Set 2: Let L be (1, 2, 3), M be (3, 2, 1) and N (2, 2, 2)
$LM = \sqrt {{{(1 - 3)}^2} + {{(2 - 2)}^2} + {{(3 - 1)}^2}} = \sqrt 8 = 2\sqrt 2 $ units
$MN = \sqrt {{{(3 - 2)}^2} + {{(2 - 2)}^2} + {{(1 - 2)}^2}} = \sqrt 2 $ units
$LN = \sqrt {{{(1 - 2)}^2} + {{(2 - 2)}^2} + {{(3 - 2)}^2}} = \sqrt 2 $ units
Clearly $MN + LN = LM$. Since the sum of two distances is equal to the third distance, this set of points are collinear.
Set 3: Let P be (-2, 4, -3), Q be (4, -3, -2) and R be (-3, -2, 4)
$PQ = \sqrt {{{( - 2 - 4)}^2} + {{(4 + 3)}^2} + {{( - 3 + 2)}^2}} = \sqrt {86} $ units
$QR = \sqrt {{{( - 3 - 4)}^2} + {{( - 2 + 3)}^2} + {{(4 + 2)}^2}} = \sqrt {86} $ units
$PR = \sqrt {{{( - 2 + 3)}^2} + {{(4 + 2)}^2} + {{( - 3 - 4)}^2}} = \sqrt {86} $ units
All three distances are equal and therefore, they cannot be three points on a straight line. Therefore, this set of points is non-collinear.

Therefore, the correct option is option C. (-2, 4, -3), (4, -3, -2), (-3, -2, 4)

Note: Similarly, we can find the three distances for Set 4 as follows: Let X be (2, 0, -1), Y be (3, 2, -2) and Z be (5, 6, -4)

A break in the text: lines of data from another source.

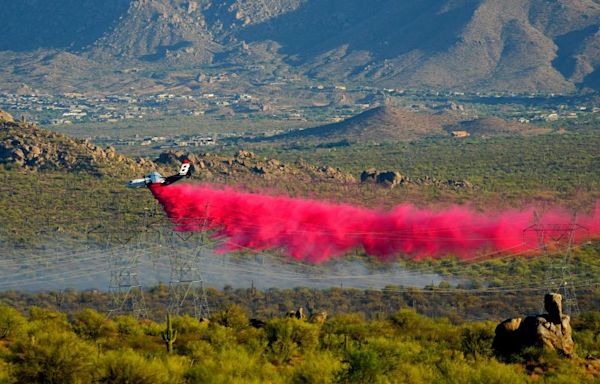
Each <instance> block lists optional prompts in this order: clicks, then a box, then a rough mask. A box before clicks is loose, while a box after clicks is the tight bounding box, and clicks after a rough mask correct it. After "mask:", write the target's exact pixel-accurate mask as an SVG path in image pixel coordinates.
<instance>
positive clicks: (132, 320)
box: [114, 316, 144, 335]
mask: <svg viewBox="0 0 600 384" xmlns="http://www.w3.org/2000/svg"><path fill="white" fill-rule="evenodd" d="M114 323H115V325H116V327H117V331H118V332H119V333H120V334H121V335H141V334H143V333H144V330H143V329H142V327H141V326H140V323H139V322H138V321H137V320H136V319H134V318H133V317H131V316H117V317H115V320H114Z"/></svg>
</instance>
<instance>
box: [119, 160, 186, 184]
mask: <svg viewBox="0 0 600 384" xmlns="http://www.w3.org/2000/svg"><path fill="white" fill-rule="evenodd" d="M190 165H191V164H190V161H189V160H184V161H183V164H181V168H179V173H177V174H176V175H173V176H168V177H162V175H161V174H160V173H158V172H152V173H150V174H149V175H147V176H145V177H144V178H143V179H135V180H131V181H130V182H129V183H127V186H128V187H129V188H141V187H150V186H151V185H152V186H156V185H160V186H161V187H166V186H167V185H171V184H173V183H174V182H176V181H179V180H181V179H183V178H184V177H191V176H192V170H191V168H190Z"/></svg>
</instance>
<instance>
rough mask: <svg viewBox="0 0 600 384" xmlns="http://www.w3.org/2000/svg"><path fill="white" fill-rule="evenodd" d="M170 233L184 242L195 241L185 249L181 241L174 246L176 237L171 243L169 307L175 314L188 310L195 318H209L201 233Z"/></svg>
mask: <svg viewBox="0 0 600 384" xmlns="http://www.w3.org/2000/svg"><path fill="white" fill-rule="evenodd" d="M174 237H175V239H179V240H184V241H185V242H190V241H194V243H195V245H194V247H193V248H191V249H189V247H188V248H186V247H185V245H180V246H177V244H178V243H179V242H178V241H175V242H173V243H172V244H173V247H172V248H171V252H170V255H169V263H170V266H171V278H170V280H169V311H170V312H171V313H173V314H177V315H178V314H182V313H185V312H187V311H189V312H191V314H192V315H193V316H194V317H195V318H197V319H202V318H209V317H210V309H209V306H208V298H207V295H206V290H205V289H204V280H203V278H202V271H201V263H202V256H203V254H204V251H205V244H204V242H203V240H202V234H185V235H182V234H179V233H175V234H174Z"/></svg>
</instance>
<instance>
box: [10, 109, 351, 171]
mask: <svg viewBox="0 0 600 384" xmlns="http://www.w3.org/2000/svg"><path fill="white" fill-rule="evenodd" d="M184 159H189V160H190V161H191V163H192V164H193V166H194V168H195V170H196V172H195V173H196V175H195V177H196V178H200V179H203V180H223V181H226V180H231V179H237V178H246V177H259V178H263V179H269V178H279V179H282V180H295V181H303V182H310V181H325V182H339V183H350V182H354V181H355V179H354V177H353V176H352V175H350V174H349V173H346V172H343V171H342V170H340V169H335V168H331V167H318V166H314V165H310V164H307V163H305V162H303V161H299V162H296V163H294V164H286V163H283V162H280V161H278V160H275V159H266V158H262V157H259V156H257V155H255V154H253V153H252V152H246V151H240V152H239V153H237V154H236V155H235V156H221V155H216V154H198V155H196V154H192V153H186V152H164V153H162V154H160V156H158V158H157V159H155V160H148V159H143V158H138V159H132V158H129V157H126V156H123V155H120V154H118V153H117V152H116V151H115V149H114V148H112V147H107V148H100V147H99V146H96V145H94V144H92V143H90V142H89V141H85V140H77V139H73V138H70V137H68V136H65V135H62V134H59V133H55V132H51V131H48V130H45V129H42V128H40V127H38V126H36V125H32V124H28V123H26V122H18V121H17V122H15V121H14V119H13V118H12V116H10V115H9V114H7V113H4V112H2V111H0V166H4V167H7V168H12V169H26V170H29V171H67V172H85V173H88V174H92V175H95V176H117V177H118V178H128V177H129V176H131V175H134V176H140V175H142V174H144V173H146V172H148V171H150V170H158V171H160V172H162V173H163V174H169V173H171V172H174V170H175V169H177V168H178V167H179V165H180V164H181V162H182V161H183V160H184Z"/></svg>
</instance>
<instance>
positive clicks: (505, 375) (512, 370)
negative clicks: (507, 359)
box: [434, 359, 528, 384]
mask: <svg viewBox="0 0 600 384" xmlns="http://www.w3.org/2000/svg"><path fill="white" fill-rule="evenodd" d="M436 368H437V370H438V372H437V373H438V377H437V379H436V380H434V382H438V383H449V384H506V383H511V384H513V383H514V384H518V383H526V382H528V380H527V375H526V374H525V373H524V372H523V371H519V369H520V368H519V367H518V366H512V365H506V364H502V363H499V362H497V361H496V360H478V361H476V362H468V361H464V360H458V359H444V360H442V361H441V362H440V363H438V364H437V365H436Z"/></svg>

$XY = \sqrt {{{(2 - 3)}^2} + {{(0 - 2)}^2} + {{( - 1 + 2)}^2}} = \sqrt 6 $ units
$YZ = \sqrt {{{(5 - 3)}^2} + {{(6 - 2)}^2} + {{( - 4 + 2)}^2}} = \sqrt {24} = 2\sqrt 6 $ units
$XZ = \sqrt {{{(2 - 5)}^2} + {{(0 - 6)}^2} + {{( - 1 + 4)}^2}} = \sqrt {54} = 3\sqrt 6 $ units
Clearly $XY + YZ = XZ$. Since the sum of two distances is equal to the third distance, this set of points are collinear.
It is not necessary to calculate for the fourth set of points as we already know that the third set of points is non-collinear. However, to verify our answer we can check for the fourth set too.